A lo largo del tiempo, numerosos artistas han reflexionado —y trabajado— en torno a la noción de la capacidad expresiva del color y los fundamentos de su percepción, ya sean culturales, psicológicos o neurocientíficos. Desde los impresionistas y su obsesión por las tonalidades puras hasta la reciente operación artístico-comercial del escultor angloindio Anish Kapoor, que adquirió en exclusiva los derechos del Vantablack, el negro más negro del mundo, el relato histórico de la creatividad está plagado de ejemplos que remiten al color como generador de ideas y sentidos. “Pero en la actualidad lo más interesante en este terreno no ocurre dentro de las bellas artes, sino en los medios de comunicación de masas: en la moda, en diseño y, sobre todo, en la animación”, apunta Falcinelli, que destaca muy especialmente las películas de Pixar.
A partir de los años sesenta del pasado siglo, el cine empezó a emplear una estética del color que incide en las emociones del espectador a través de su “temperatura”. A un lado del espectro, el tono rojizo-anaranjado de filmes como El último tango en París remite a una sensación de calor e intensidad, mientras que, en el otro extremo, los azules y grises de Minority Report hablan de frialdad y exactitud. “Ahora, las películas de animación crean atmósferas que expresan sentimientos de un modo todavía más sutil. Antes el color se usaba de una manera simbólica, lo que es una idea muy medieval, y los personajes se vestían de un color concreto para transmitir un significado”, explica el diseñador gráfico, que también ejerce como profesor desde hace una década. “Me gusta explicar las cosas de un modo crítico", apunta. “Pero he intentado que este libro resulte sencillo de leer sin ser demasiado académico”.

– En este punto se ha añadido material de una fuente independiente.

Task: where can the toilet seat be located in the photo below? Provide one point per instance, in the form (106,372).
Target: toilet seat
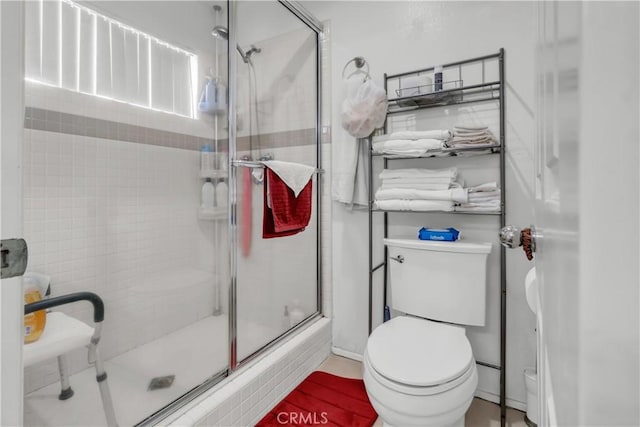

Ciencia, historia y cultura
Más allá de la perspectiva del arte, Cromorama mira a los colores desde el prisma de la ciencia, la historia o la cultura. El ser humano es capaz de distinguir alrededor de 250 colores: cuantos más nombre en su idioma, más será capaz de diferenciar. El rojo que invita a la pasión en Occidente remite a la pena del luto en otros países. La Caperucita del cuento viste ese color porque se trata de una metáfora de la primera menstruación. O, tal vez, para destacar la viveza de la protagonista dentro de un entorno oscuro y gris. El rosa de las niñas y el azul de los niños supone una arbitrariedad que se remonta a hace apenas medio siglo. Más de dos tercios de los lapiceros del mundo están cubiertos de amarillo, lo que hace que resulte casi imposible imaginar este objeto de otro color. Y hubo un tiempo en que los pigmentos, en vez de producirse en el laboratorio como hoy en su mayoría, provenían de minerales como el lapislázuli, tan preciado que se solía reservar para pintar el manto de venerados personajes; de plantas como el naranja azafrán; e incluso de animales, el ser humano incluido (hay un pigmento marrón que se elaboraba con polvo de momias egipcias). “El color nos rodea cada día, en todo momento", resume el autor. "Lo utilizamos para expresar emociones, para incitar a comprar, para inducir a ciertos pensamientos… Todo lo relativo al color es fruto de la convención, y lo que yo he querido hacer es presentarlo desde otro punto de vista”.